Launching today

Only Five
A menu bar to-do app that caps you at 5 tasks
13 followers
A menu bar to-do app that caps you at 5 tasks
13 followers
Only Five is a macOS menu bar to-do app with one rule: only 5 active tasks, ever. When your list is full, you swap a task out instead of piling more on — so you're always forced to prioritize instead of hoarding a 40-item backlog. Park stray ideas in a scratch note, focus on one task at a time, and build momentum with streaks and board-clear stats. Completed tasks auto-clear after 24 hours, so you start each day light. No dashboards, no clutter — just five things, done.




the hard cap is the right kind of constraint, most productivity apps let you cheat past the limit and the limit becomes decorative. genuine question about the parking lot though - isn't that just the 60-item graveyard with a different name? if it's a single scratch note with no structure, that's fine, but if it grows into its own list-within-a-list, people will just shove everything there the moment the 5 slots feel restrictive and you're back to square one, just one screen away. is there anything that keeps the parking lot itself from becoming the backlog, like a size limit or an expiry, or is that intentionally left as an unmanaged dumping ground on purpose?
@galdayan it's one I thought about a lot during design.
The parking lot is intentionally a single unstructured text field, not a second list. No checkboxes, no items, no count. Just free-form text you can jot into. Think of it more like a sticky note on your desk than a backlog queue.
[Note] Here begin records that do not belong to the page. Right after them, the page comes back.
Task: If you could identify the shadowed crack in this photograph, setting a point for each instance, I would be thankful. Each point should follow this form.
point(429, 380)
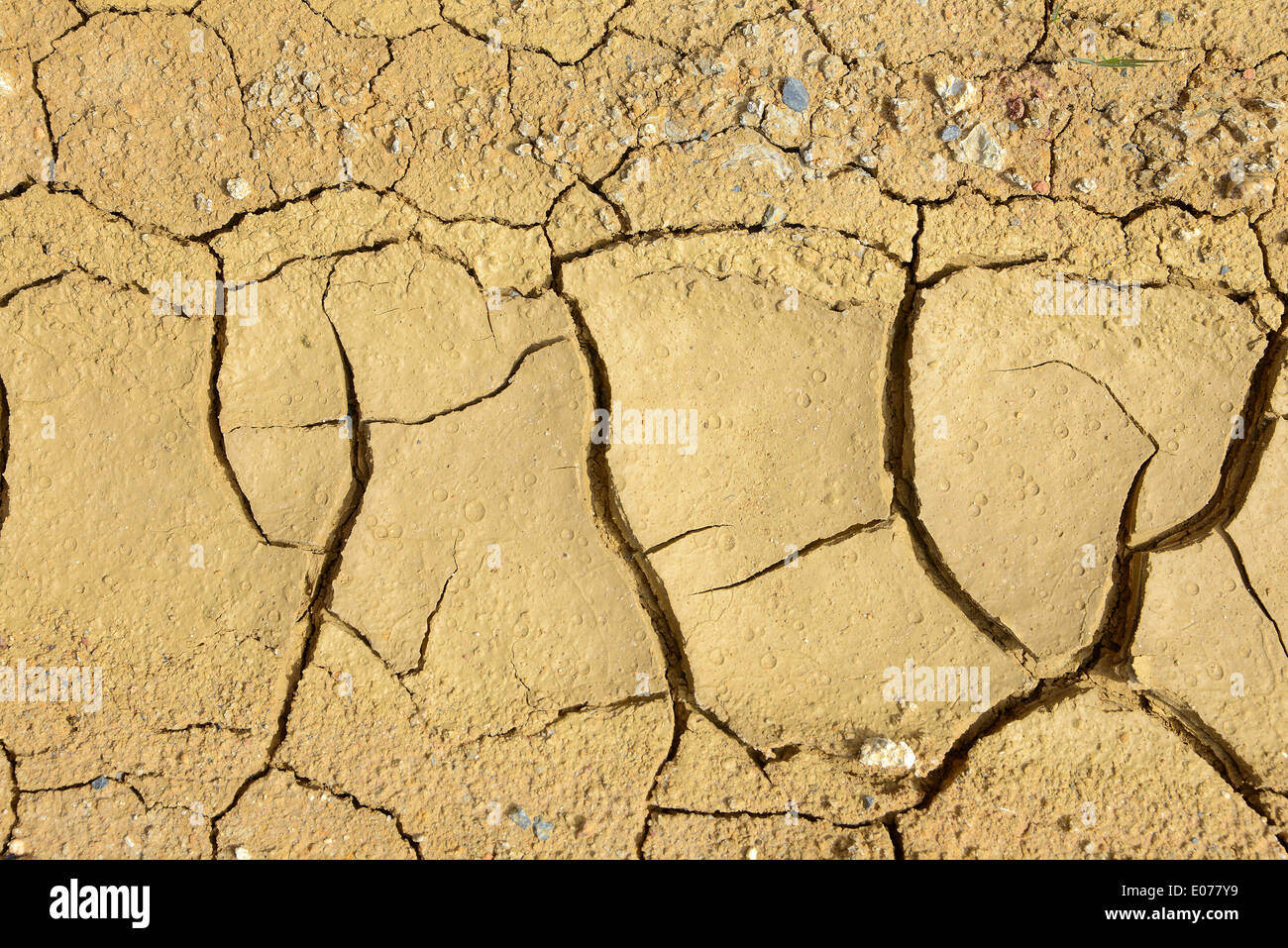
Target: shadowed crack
point(218, 346)
point(484, 397)
point(1247, 584)
point(11, 763)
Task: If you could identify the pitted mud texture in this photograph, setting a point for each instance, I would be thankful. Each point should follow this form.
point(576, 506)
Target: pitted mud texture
point(643, 429)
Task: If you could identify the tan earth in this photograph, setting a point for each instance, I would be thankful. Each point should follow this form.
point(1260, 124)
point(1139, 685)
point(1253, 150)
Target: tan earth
point(726, 429)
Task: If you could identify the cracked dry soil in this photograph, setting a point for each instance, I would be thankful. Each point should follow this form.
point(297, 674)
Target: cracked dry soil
point(331, 526)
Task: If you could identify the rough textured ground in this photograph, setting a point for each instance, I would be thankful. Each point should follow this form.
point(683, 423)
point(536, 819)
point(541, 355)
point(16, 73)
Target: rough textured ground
point(932, 572)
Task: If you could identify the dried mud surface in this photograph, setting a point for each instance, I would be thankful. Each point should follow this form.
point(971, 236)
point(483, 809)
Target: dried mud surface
point(327, 338)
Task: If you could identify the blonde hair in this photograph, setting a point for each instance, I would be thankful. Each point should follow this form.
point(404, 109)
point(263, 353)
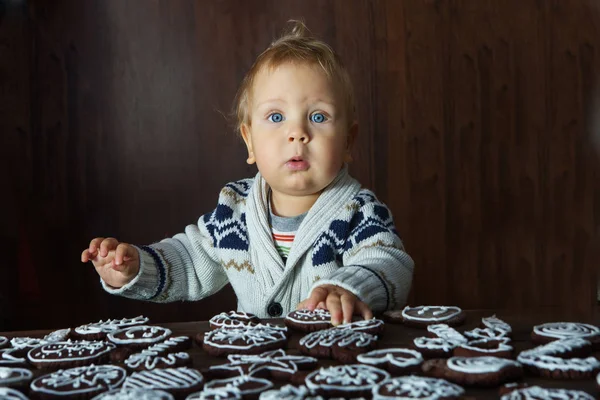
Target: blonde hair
point(297, 45)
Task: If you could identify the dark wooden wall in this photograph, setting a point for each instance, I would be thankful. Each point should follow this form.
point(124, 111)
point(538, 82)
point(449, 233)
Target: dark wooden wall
point(477, 129)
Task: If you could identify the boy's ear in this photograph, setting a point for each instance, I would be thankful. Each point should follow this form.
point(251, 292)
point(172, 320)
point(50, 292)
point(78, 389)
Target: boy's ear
point(247, 136)
point(352, 133)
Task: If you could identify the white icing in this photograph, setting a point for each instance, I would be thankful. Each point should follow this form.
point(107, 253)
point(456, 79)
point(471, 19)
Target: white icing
point(416, 387)
point(251, 336)
point(479, 365)
point(10, 376)
point(168, 378)
point(563, 330)
point(79, 380)
point(134, 394)
point(430, 313)
point(538, 393)
point(353, 377)
point(78, 350)
point(402, 358)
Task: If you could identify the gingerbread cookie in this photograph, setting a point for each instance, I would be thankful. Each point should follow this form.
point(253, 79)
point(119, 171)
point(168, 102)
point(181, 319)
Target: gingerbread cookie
point(134, 394)
point(552, 331)
point(396, 361)
point(250, 387)
point(340, 344)
point(180, 382)
point(536, 392)
point(243, 340)
point(345, 380)
point(78, 383)
point(308, 321)
point(474, 371)
point(98, 330)
point(417, 387)
point(233, 319)
point(69, 354)
point(558, 359)
point(423, 316)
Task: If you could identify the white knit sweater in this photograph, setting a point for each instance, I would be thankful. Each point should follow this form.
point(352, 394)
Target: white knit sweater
point(347, 239)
There's no expiry or size limit currently - that's a deliberate choice. The moment I add structure (item counts, due dates, auto-promote features), it becomes the shadow backlog you're describing. The lack of structure is the friction. It's annoying enough to dig through a wall of text that people naturally keep it minimal or clean it out.
That said - your question is making me consider whether a gentle nudge might help. Something like a faint "last edited 2 weeks ago" timestamp that quietly signals when the parking lot is becoming stale. No enforcement, just awareness.
Appreciate you pushing on this - it's exactly the kind of design tension that's easy to get wrong.
How does it handle ongoing tasks that take longer than 24 hours, like a multi-day project — do those still get auto-cleared or is there some way to keep them past the cutoff?
@melihasaatqnq2 only completed tasks auto-clear after 24 hours - your active/incomplete tasks stay put indefinitely until you check them off.
The 24-hour expiry is just housekeeping for the "done" items so your list doesn't fill up with yesterday's wins. The goal is keeping the interface clean without you having to manually delete things.
For multi-day projects: I'd suggest breaking them into the next concrete action (which I personally do) rather than keeping "Q3 Marketing Plan" sitting in a slot for weeks.
That said - if something legitimately needs to sit there as a reminder (like "Follow up with client Thursday"), it'll stay until you complete it. No time pressure on incomplete items.
How does it handle the 24-hour auto-clear if someone wants to keep a record of stuff they finished for reference later?
The focus-on-one-task-at-a-time idea is great, but I'd love a simple way to pin one of the five as the "must do today" so the swap mechanic feels less like a lateral move and more like real prioritization. Maybe a star next to slots that affects the stats weighting too.
The five-task limit sounds restrictive but it actually cleared my head after a day of testing. Love that completed items vanish on their own.